Abstract
Cigarette smoke contributes to or exacerbates airway diseases such as asthma and COPD, where airway hyperresponsiveness and airway smooth muscle (ASM) proliferation are key features. While factors such as inflammation contribute to asthma in part by enhancing agonist-induced intracellular Ca2+ ([Ca2+]i) responses of ASM, the mechanisms by which cigarette smoke affect ASM are still under investigation. In the present study, we tested the hypothesis that cigarette smoke enhances the expression and function of Ca2+ regulatory proteins leading to increased store operated Ca2+ entry (SOCE) and cell proliferation. Using isolated human ASM (hASM) cells, incubated in the presence and absence cigarette smoke extract (CSE) we determined ([Ca2+]i) responses and expression of relevant proteins as well as ASM proliferation, reactive oxidant species (ROS) and cytokine generation. CSE enhanced [Ca2+]i responses to agonist and SOCE: effects mediated by increased expression of TRPC3, CD38, STIM1, and/or Orai1, evident by attenuation of CSE effects when siRNAs against these proteins were used, particularly Orai1. CSE also increased hASM ROS generation and cytokine secretion. In addition, we found in the airways of patients with long-term smoking history, TRPC3 and CD38 expression were significantly increased compared to life-long never-smokers, supporting the role of these proteins in smoking effects.
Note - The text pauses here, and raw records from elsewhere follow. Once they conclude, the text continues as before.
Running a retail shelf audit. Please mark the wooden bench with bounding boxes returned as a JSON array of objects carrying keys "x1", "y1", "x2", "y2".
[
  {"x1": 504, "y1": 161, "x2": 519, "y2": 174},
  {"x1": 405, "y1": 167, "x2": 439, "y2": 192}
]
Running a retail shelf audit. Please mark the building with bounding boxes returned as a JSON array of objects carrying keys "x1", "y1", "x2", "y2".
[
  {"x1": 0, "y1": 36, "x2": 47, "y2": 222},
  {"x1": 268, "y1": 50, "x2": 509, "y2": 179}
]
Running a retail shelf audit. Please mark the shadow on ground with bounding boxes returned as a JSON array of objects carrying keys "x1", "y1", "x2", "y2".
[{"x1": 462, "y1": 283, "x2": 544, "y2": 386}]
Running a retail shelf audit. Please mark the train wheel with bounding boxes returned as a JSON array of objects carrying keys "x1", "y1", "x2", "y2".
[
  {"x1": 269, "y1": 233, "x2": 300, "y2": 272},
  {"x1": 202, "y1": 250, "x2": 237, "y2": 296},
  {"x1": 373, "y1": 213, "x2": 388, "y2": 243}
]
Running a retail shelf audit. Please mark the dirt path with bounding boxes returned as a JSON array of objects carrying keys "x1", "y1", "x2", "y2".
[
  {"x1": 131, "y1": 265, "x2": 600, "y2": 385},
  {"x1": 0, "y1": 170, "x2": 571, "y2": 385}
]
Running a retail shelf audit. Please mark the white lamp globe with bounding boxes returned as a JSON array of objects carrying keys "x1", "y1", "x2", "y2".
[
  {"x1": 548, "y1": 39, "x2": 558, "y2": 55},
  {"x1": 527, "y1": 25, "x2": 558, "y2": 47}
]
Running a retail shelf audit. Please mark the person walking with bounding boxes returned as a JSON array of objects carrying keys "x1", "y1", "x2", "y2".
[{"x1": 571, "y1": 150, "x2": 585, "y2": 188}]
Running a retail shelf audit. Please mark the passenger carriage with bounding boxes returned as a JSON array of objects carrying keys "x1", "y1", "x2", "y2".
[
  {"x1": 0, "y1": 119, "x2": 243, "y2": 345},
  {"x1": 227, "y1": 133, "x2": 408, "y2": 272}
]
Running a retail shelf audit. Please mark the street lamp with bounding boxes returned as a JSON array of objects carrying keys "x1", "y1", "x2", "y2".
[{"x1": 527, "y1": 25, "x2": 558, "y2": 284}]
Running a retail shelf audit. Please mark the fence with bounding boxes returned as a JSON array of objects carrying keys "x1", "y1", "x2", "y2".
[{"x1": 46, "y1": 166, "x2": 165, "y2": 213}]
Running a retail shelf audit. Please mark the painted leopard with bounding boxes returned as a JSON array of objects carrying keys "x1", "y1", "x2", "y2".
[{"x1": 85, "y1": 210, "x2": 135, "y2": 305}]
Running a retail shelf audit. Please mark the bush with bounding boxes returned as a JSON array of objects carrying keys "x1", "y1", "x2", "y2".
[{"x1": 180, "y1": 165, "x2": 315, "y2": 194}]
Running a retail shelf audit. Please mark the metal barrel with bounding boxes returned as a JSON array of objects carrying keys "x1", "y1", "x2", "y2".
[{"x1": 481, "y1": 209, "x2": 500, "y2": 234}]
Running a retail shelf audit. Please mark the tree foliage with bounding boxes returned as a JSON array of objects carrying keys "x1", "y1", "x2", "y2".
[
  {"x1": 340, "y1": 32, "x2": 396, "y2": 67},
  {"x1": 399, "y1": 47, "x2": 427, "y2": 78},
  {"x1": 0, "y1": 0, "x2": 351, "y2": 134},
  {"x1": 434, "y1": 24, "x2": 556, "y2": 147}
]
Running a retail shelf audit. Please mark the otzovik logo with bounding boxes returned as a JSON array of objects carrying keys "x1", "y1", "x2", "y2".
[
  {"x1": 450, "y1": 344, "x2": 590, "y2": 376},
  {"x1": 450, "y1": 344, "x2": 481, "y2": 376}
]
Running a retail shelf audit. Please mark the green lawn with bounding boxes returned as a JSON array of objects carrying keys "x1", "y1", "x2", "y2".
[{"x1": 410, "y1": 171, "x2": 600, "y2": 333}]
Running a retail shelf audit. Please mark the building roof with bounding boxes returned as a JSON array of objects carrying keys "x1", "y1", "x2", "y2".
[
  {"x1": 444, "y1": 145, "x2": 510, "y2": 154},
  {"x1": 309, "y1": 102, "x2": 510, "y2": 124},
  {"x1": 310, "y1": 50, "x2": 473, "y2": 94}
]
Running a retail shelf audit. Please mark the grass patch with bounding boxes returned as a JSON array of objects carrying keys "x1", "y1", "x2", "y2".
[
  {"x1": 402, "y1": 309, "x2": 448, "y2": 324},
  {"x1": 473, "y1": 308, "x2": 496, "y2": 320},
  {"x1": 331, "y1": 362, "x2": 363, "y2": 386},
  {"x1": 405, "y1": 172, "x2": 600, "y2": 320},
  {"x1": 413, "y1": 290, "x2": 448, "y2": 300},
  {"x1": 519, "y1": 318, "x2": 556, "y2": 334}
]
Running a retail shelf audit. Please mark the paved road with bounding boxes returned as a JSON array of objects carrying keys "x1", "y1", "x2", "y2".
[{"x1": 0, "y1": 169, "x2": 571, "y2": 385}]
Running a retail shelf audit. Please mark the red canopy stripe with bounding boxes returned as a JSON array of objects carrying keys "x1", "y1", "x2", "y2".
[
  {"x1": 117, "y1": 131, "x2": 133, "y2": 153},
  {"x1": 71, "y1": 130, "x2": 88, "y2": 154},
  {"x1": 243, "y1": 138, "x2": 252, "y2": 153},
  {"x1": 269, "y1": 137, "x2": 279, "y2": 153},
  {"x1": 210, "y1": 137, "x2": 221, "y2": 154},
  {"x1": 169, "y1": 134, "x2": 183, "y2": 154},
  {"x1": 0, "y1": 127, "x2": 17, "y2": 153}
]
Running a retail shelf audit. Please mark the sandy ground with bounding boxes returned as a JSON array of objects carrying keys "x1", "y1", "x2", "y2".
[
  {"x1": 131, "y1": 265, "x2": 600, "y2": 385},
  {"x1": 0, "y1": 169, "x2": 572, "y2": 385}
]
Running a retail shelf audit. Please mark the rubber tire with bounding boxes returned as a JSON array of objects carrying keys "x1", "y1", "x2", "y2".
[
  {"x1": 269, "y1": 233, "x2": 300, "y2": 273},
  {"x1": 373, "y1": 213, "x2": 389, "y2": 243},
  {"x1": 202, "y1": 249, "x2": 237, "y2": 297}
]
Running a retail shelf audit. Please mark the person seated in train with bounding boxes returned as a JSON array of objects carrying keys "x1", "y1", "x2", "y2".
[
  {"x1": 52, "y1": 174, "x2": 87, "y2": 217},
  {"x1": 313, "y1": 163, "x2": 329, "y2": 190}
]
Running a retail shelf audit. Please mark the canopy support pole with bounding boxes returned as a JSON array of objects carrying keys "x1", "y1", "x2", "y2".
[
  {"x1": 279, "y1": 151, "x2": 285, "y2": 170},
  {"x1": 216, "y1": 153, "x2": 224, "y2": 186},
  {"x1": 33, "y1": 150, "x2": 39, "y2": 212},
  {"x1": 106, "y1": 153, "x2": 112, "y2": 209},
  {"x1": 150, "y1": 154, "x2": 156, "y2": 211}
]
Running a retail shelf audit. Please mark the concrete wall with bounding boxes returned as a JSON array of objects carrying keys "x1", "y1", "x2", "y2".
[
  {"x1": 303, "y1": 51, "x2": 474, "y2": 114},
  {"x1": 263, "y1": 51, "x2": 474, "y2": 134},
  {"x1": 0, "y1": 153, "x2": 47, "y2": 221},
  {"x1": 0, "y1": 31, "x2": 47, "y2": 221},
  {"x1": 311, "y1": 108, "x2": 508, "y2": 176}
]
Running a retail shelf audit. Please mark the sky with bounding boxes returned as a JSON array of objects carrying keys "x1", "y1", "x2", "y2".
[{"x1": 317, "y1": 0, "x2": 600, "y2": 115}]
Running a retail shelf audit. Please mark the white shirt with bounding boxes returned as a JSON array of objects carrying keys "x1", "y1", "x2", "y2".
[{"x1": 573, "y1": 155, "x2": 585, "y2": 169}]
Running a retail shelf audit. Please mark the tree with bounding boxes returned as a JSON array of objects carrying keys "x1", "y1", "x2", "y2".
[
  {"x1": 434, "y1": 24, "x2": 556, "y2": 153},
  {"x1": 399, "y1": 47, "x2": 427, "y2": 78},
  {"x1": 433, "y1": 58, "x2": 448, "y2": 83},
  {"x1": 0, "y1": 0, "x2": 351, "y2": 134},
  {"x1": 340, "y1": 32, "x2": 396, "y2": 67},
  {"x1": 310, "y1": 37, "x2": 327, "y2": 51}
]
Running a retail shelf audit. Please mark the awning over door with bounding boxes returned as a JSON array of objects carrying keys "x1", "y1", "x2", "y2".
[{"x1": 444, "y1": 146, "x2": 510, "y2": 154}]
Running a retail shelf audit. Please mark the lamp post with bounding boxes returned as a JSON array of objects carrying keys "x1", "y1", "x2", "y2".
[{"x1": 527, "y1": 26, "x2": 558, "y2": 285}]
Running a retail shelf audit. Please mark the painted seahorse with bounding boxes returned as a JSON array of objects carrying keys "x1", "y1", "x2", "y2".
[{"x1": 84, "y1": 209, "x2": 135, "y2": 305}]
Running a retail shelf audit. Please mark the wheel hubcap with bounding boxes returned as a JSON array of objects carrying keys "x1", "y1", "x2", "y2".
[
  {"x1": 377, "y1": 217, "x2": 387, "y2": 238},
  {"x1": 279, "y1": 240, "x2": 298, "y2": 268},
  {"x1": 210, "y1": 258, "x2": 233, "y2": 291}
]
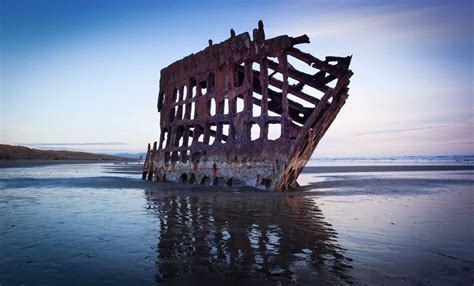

Finally, CSE enhanced hASM proliferation, an effect confirmed by upregulation of PCNA and Cyclin E. These results support a critical role for Ca2+ regulatory proteins and enhanced SOCE to alter airway structure and function in smoking-related airway disease.
Introduction
Cigarette smoke contributes to or exacerbates airway diseases, such as asthma and COPD, where airway hyperresponsiveness (AHR) and airway smooth muscle (ASM) proliferation are key features. Importantly, even brief exposure to secondhand cigarette smoke affects lung function and inflammatory cytokine synthesis in humans [1]. However, the precise mechanisms by which cigarette smoke affects airway structure and function are still under investigation.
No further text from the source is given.